Question écrite du 1er mars 2016 au Ministre de la Justice : cryptage des Smartphones
Monsieur le Ministre,
La justice américaine a récemment demandé à la société Apple de l’aide technique pour faciliter l’accès aux données d’un de ses produits. En effet, les enquêteurs veulent accéder au contenu du smartphone de Sayed Farook, un des deux auteurs décédé de l’attentat de San Bernardino. Or, celui-ci est protégé par un dispositif provoquant l’effacement des données après l’introduction de dix codes secrets erronés. Le FBI demande la neutralisation de ce système, ce qui permettrait à ses experts de multiplier les tentatives de débloquer le téléphone. Cette demande illustre la difficulté des enquêteurs face aux cryptages des smartphones, qui sont de plus en plus sophistiqués. Plus près de chez nous, en France, le téléphone de Sid Ahmed Ghlam, un étudiant en informatique qui projetait un attentat en avril 2015 contre une église de Villejuif, est à ce jour inutilisable. En 2015, la police judiciaire française n’a pu se servir des données de huit des 133 téléphones analysés. Comme le résume François Molin, procureur de la République de Paris, « C’est effectivement un gros souci qu’on a, dans la mesure où les évolutions technologiques et les politiques de commercialisation d’un certain nombre d’opérateurs font que si la personne ne veut pas donner le code d’accès, on ne peut effectivement plus rentrer dans le téléphone ». Suite aux révélations d’Edward Snowden sur les activités de la National Security Agency (NSA), les multinationales ont effectivement développé des systèmes de chiffrement total des données qui rendent impossible l’accès aux informations et permet de dissimuler le contenu des échanges téléphoniques. Ces dispositions entravent les services de renseignements dans leur lutte contre le terrorisme et renvoient à l’équilibre fragile entre sécurité et liberté.

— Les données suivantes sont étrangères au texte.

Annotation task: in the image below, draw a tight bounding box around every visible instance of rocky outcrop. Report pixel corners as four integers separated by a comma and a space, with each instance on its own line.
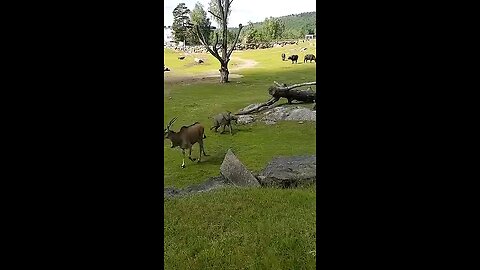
164, 176, 229, 199
256, 155, 316, 188
236, 115, 255, 124
164, 153, 317, 199
220, 149, 260, 187
237, 104, 316, 125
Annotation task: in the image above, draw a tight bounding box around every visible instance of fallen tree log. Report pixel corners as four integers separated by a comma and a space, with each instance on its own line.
236, 81, 316, 115
236, 97, 279, 115
269, 81, 316, 104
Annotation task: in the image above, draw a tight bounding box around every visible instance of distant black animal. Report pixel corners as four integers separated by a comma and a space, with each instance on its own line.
164, 65, 170, 72
178, 56, 185, 60
304, 54, 316, 63
281, 53, 286, 61
287, 55, 299, 64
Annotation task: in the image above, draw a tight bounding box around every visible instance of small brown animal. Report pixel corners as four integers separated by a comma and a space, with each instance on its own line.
164, 117, 208, 168
210, 112, 238, 135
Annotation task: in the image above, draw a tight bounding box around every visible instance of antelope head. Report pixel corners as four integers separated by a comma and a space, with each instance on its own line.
164, 117, 177, 141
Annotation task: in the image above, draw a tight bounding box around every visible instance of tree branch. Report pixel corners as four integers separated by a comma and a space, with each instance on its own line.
227, 24, 244, 58
212, 32, 220, 57
284, 82, 316, 90
235, 97, 280, 115
273, 81, 287, 87
193, 25, 223, 63
208, 10, 221, 21
217, 0, 225, 22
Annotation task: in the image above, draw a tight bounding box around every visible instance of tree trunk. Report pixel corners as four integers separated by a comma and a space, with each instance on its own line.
268, 86, 315, 103
235, 81, 316, 115
219, 64, 229, 83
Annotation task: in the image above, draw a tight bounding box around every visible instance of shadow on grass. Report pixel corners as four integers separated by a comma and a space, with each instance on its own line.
195, 153, 225, 165
207, 126, 254, 135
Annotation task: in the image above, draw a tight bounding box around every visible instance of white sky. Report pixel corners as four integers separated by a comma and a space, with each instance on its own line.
164, 0, 316, 27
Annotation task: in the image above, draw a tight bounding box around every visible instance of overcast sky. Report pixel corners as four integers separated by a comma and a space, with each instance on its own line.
164, 0, 316, 27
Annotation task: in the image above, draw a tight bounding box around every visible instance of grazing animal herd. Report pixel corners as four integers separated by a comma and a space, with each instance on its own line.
283, 53, 316, 64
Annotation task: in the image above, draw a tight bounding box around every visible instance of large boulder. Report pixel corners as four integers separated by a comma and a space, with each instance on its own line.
220, 149, 260, 187
284, 108, 316, 121
261, 105, 316, 124
257, 155, 316, 188
262, 106, 291, 122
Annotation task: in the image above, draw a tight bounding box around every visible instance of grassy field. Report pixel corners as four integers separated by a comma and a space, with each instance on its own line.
164, 41, 317, 269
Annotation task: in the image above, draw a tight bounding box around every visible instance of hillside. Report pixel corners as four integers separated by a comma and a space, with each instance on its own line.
229, 11, 316, 40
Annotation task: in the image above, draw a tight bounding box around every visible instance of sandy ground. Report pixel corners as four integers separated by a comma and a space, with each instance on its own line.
164, 57, 258, 85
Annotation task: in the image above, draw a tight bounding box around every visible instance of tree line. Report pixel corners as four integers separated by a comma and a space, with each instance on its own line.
171, 2, 316, 46
241, 12, 316, 42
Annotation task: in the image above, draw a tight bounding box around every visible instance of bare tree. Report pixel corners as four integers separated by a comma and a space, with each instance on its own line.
191, 0, 243, 83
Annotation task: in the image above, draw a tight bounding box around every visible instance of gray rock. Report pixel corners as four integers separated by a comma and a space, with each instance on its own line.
257, 155, 316, 188
285, 108, 316, 121
164, 175, 230, 199
261, 107, 290, 122
183, 175, 229, 193
237, 115, 255, 124
164, 187, 183, 198
261, 105, 316, 123
264, 120, 277, 125
220, 149, 260, 187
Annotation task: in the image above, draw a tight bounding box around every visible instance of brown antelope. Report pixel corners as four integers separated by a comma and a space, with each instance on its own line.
164, 117, 208, 168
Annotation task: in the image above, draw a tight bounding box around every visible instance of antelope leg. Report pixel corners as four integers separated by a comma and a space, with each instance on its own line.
181, 149, 186, 168
201, 141, 209, 156
198, 143, 202, 162
188, 147, 196, 161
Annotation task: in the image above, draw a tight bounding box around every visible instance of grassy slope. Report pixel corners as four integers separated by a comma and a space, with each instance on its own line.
164, 42, 317, 270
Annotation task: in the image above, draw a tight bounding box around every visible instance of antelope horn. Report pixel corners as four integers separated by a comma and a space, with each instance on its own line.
166, 117, 178, 129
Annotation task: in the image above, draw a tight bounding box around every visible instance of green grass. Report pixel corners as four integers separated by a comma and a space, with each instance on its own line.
164, 42, 316, 270
164, 186, 316, 270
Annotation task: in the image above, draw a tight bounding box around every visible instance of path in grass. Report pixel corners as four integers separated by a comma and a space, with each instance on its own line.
164, 56, 258, 84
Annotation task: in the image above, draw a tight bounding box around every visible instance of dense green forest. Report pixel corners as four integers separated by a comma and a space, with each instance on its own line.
229, 12, 316, 42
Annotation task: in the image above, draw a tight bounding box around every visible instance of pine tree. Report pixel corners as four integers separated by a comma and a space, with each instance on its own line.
172, 3, 191, 44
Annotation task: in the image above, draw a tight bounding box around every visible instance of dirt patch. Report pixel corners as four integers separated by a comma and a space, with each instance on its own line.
164, 57, 258, 85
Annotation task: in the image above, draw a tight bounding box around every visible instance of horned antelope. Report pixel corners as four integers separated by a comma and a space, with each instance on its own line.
164, 117, 208, 168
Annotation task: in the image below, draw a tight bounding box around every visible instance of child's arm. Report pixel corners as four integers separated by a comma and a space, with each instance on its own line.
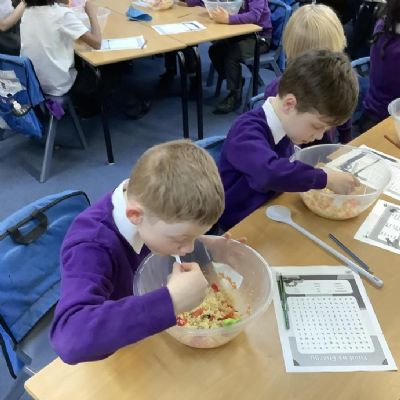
225, 119, 328, 194
225, 119, 358, 194
0, 2, 25, 32
51, 243, 176, 364
51, 243, 207, 364
78, 1, 101, 49
183, 0, 204, 6
211, 0, 265, 25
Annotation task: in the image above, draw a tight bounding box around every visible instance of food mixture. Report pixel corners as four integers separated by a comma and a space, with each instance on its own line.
176, 283, 242, 329
301, 186, 372, 220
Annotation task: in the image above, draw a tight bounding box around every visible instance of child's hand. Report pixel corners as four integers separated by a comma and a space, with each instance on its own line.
222, 231, 247, 244
167, 262, 208, 315
209, 7, 229, 24
324, 168, 360, 194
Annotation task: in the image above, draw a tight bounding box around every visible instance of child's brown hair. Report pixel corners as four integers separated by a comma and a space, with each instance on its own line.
278, 49, 359, 126
127, 140, 225, 226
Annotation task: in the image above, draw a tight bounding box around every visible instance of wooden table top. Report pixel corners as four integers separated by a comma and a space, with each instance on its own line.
25, 117, 400, 400
75, 10, 185, 66
94, 0, 261, 46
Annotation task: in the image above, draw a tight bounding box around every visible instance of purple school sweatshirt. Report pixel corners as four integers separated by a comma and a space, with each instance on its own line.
363, 20, 400, 122
186, 0, 272, 34
50, 193, 176, 364
218, 106, 327, 230
263, 78, 352, 143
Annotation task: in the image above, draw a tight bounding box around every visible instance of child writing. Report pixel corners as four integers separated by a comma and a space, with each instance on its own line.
263, 4, 352, 143
50, 140, 225, 364
219, 49, 359, 231
208, 0, 272, 114
359, 0, 400, 132
0, 0, 25, 55
19, 0, 101, 97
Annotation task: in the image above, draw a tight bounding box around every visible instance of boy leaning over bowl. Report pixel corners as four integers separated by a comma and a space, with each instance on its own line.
50, 140, 225, 364
218, 49, 361, 231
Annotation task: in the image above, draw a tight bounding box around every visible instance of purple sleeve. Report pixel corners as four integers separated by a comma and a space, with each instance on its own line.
336, 118, 352, 144
50, 243, 176, 364
185, 0, 204, 6
263, 77, 279, 99
229, 0, 265, 25
226, 121, 327, 193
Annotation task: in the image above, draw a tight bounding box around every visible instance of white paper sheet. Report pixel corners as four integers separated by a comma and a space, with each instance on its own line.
272, 266, 397, 373
99, 36, 146, 51
131, 0, 151, 7
359, 145, 400, 201
152, 21, 206, 35
354, 200, 400, 254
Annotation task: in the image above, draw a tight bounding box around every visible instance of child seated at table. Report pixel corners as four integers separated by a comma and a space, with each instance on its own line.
207, 0, 272, 114
218, 49, 359, 231
263, 4, 352, 143
358, 0, 400, 132
51, 140, 225, 364
0, 0, 25, 55
20, 0, 101, 97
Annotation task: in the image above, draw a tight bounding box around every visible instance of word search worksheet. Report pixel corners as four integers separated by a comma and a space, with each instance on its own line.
272, 266, 396, 372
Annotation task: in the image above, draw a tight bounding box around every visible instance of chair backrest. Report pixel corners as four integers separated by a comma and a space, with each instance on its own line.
0, 54, 44, 138
351, 57, 371, 125
269, 0, 293, 50
0, 190, 90, 378
247, 93, 265, 111
195, 136, 226, 165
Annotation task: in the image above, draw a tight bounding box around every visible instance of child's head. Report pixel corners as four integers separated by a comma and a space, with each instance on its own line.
126, 140, 224, 256
24, 0, 55, 6
275, 49, 358, 145
283, 4, 346, 61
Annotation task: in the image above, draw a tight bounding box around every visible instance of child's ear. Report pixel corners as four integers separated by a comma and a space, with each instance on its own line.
281, 94, 297, 114
126, 202, 144, 225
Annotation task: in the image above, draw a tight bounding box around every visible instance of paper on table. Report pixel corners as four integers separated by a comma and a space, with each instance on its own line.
131, 0, 151, 7
272, 266, 397, 373
152, 21, 206, 35
359, 145, 400, 201
99, 35, 146, 51
354, 199, 400, 255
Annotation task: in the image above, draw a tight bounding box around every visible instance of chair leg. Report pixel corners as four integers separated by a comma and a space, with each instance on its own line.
215, 74, 223, 97
206, 64, 215, 87
242, 77, 253, 113
67, 98, 87, 149
271, 60, 282, 77
40, 115, 57, 183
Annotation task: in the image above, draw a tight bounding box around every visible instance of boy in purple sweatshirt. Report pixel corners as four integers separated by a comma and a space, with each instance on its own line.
359, 0, 400, 132
50, 140, 225, 364
219, 49, 359, 230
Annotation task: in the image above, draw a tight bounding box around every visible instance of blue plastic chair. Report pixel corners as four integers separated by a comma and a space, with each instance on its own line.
351, 56, 370, 125
0, 191, 90, 400
0, 54, 87, 183
195, 135, 226, 165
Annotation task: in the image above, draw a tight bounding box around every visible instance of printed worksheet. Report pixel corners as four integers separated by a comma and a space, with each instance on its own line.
360, 145, 400, 201
272, 266, 396, 373
152, 21, 206, 35
355, 200, 400, 254
99, 36, 146, 51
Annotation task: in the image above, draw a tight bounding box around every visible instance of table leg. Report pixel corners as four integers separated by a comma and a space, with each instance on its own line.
98, 67, 115, 165
192, 46, 204, 141
252, 33, 260, 97
177, 50, 189, 139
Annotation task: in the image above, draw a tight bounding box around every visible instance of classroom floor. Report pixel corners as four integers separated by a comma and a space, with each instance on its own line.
0, 43, 275, 399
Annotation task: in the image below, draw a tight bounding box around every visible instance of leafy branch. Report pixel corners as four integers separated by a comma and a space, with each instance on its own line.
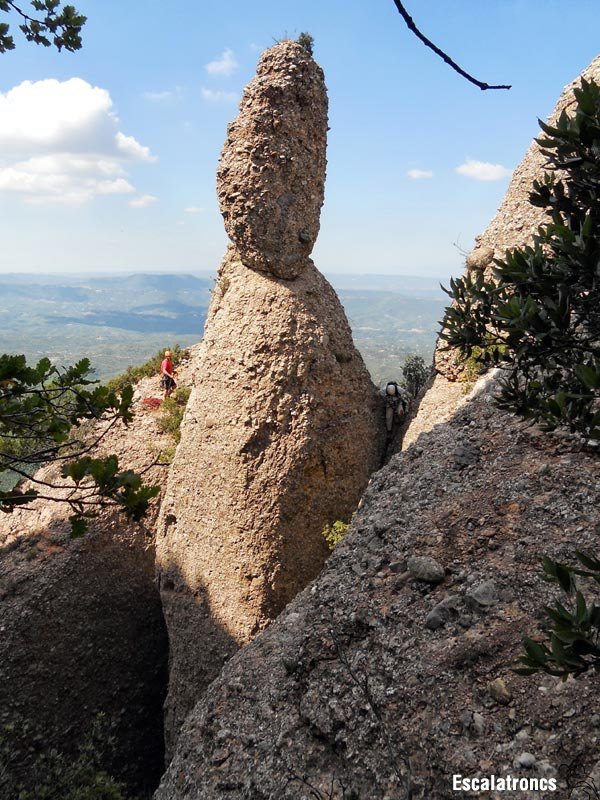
518, 552, 600, 679
0, 0, 85, 53
440, 78, 600, 443
0, 354, 159, 536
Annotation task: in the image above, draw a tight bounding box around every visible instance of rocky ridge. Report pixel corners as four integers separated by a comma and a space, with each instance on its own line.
155, 57, 600, 799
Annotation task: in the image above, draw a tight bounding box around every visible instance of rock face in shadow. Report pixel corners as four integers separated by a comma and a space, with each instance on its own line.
0, 360, 203, 796
217, 41, 327, 280
0, 519, 168, 795
436, 54, 600, 380
156, 41, 385, 754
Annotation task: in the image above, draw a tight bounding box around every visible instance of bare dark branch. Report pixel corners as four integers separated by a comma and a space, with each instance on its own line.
392, 1, 511, 91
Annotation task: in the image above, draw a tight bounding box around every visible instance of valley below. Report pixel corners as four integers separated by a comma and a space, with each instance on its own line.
0, 271, 447, 385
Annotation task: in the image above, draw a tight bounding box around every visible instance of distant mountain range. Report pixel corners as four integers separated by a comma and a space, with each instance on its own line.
0, 272, 449, 385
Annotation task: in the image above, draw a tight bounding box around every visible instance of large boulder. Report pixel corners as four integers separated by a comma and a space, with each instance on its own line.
0, 362, 199, 796
156, 37, 384, 757
155, 372, 600, 799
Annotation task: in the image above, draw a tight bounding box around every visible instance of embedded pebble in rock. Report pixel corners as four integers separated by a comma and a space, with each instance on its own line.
467, 579, 499, 608
466, 245, 494, 272
472, 712, 486, 736
488, 678, 512, 705
407, 555, 445, 584
453, 441, 481, 469
217, 41, 327, 279
515, 752, 537, 769
425, 595, 460, 630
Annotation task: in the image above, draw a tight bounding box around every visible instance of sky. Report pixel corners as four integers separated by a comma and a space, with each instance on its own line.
1, 0, 600, 279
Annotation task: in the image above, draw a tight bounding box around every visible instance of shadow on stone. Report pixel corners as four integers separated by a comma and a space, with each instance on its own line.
0, 512, 235, 796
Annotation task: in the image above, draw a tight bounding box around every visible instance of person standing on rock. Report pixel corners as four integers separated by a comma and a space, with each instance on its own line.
381, 381, 409, 433
160, 350, 177, 399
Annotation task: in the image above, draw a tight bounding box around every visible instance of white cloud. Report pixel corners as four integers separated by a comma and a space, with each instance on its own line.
0, 154, 135, 205
0, 78, 155, 204
129, 194, 158, 208
205, 48, 238, 76
455, 159, 512, 181
185, 206, 204, 214
201, 87, 238, 103
143, 87, 183, 102
407, 169, 434, 180
115, 131, 156, 162
98, 179, 135, 195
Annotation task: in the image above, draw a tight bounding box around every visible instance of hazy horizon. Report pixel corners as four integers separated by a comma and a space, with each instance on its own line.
0, 266, 454, 281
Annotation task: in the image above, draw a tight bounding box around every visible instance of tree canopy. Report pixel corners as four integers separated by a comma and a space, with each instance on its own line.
0, 355, 159, 536
442, 78, 600, 444
0, 0, 85, 53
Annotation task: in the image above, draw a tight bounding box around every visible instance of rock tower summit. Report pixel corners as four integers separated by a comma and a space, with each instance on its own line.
156, 40, 384, 753
217, 41, 327, 280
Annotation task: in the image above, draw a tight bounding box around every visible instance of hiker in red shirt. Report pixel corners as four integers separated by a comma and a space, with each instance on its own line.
160, 350, 177, 399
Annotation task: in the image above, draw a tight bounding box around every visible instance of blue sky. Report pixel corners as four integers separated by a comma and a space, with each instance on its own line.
0, 0, 599, 279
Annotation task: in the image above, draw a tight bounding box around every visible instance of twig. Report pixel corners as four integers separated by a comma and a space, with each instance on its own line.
391, 1, 511, 91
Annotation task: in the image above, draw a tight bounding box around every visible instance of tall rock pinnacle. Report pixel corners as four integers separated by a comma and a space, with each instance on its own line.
156, 40, 385, 755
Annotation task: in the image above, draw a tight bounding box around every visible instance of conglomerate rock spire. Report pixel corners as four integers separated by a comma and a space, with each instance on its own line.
155, 40, 385, 755
217, 41, 327, 280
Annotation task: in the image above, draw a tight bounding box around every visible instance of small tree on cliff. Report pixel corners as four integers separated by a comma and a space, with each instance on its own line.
296, 32, 314, 56
0, 0, 85, 53
402, 354, 428, 397
0, 355, 159, 536
441, 77, 600, 443
0, 7, 162, 537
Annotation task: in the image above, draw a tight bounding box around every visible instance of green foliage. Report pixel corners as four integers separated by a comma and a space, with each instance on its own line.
105, 344, 188, 396
158, 386, 191, 444
401, 354, 428, 397
322, 520, 349, 551
518, 551, 600, 679
0, 713, 131, 800
296, 31, 314, 55
441, 78, 600, 443
62, 453, 160, 536
0, 354, 158, 536
458, 338, 509, 385
0, 0, 86, 53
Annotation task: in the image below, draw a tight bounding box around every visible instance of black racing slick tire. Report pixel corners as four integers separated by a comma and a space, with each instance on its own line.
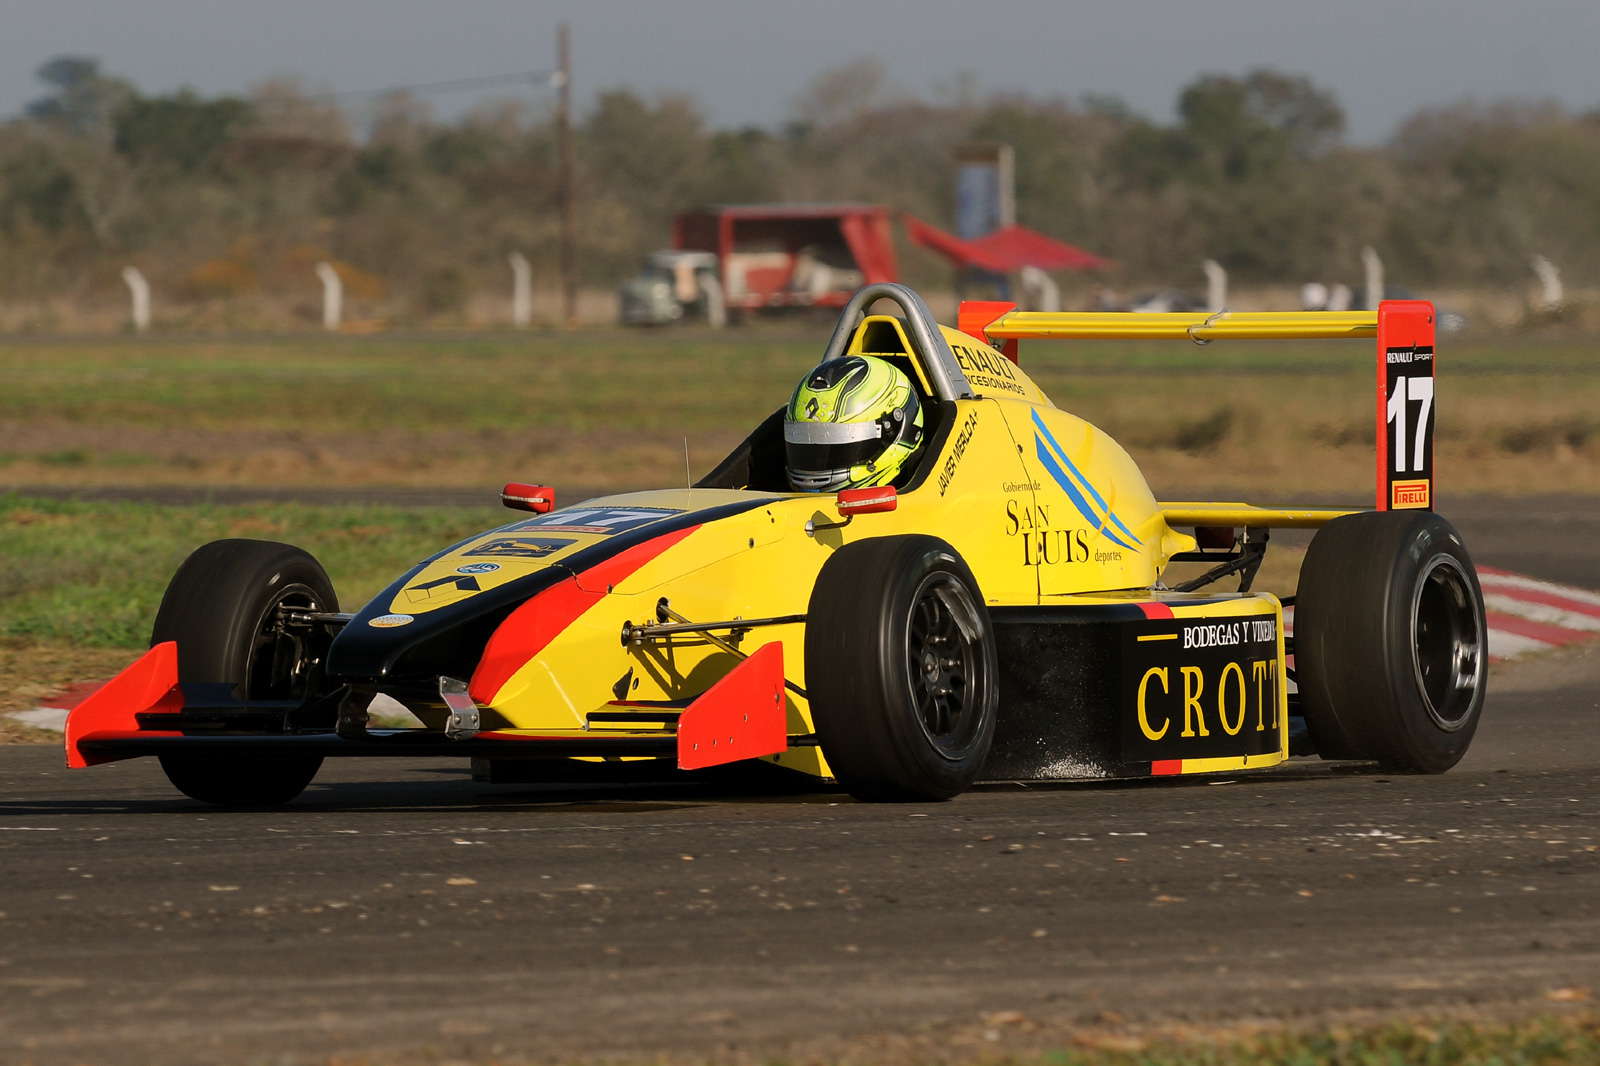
806, 536, 998, 802
150, 539, 336, 806
1295, 511, 1487, 773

Plus inquiétant, les fabricants eux-mêmes se disent incertains d’être capables de décrypter leur propre système de sécurité.
1. Combien de smartphones ont été analysés chaque année par les enquêteurs dans le cadre d’enquêtes anti-terroristes depuis 2010 (si possible depuis 2001)? Qu’en est-il pour d’autres infractions?
2. Les enquêteurs sont-ils régulièrement confrontés à des situations où les données d’un smartphone sont inutilisables pour cause de cryptage? Disposez-vous de chiffres annuels depuis 2010 (si possible depuis 2001)?
3. Des accords existent-ils ou sont-ils en ce moment négociés avec les sociétés concernées pour faciliter le décryptage des smartphones?
Le Ministre, dans sa réponse écrite, a précisé les éléments suivants:
Réponse 1. et 2. Interrogé sur le sujet, la Federal Computer Crime Unit (FCCU), chargée de la lutte contre la criminalité ICT au sein de la Direction centrale de la lutte contre la criminalité grave et organisée de la police fédérale, a précisé qu’il n’y avait pas de manière uniforme de compter les gsm dont le contenu a été lu. Les enquêteurs sont en effet régulièrement confrontés au cryptage de données. Aucun chiffre n’est non plus disponible en la matière. Cette matière est en constante évolution. Les solutions pouvant être mises en oeuvre seront examinées en concertation avec les services de police étrangers et Europol.
3. Des accords avec les sociétés en tant que telles ne sont en soi pas nécessaires. La coopération notamment en matière de décryptage des smartphones va dépendre de la législation du pays dans lequel est basé la société en question et des accords de coopération existants avec ces pays.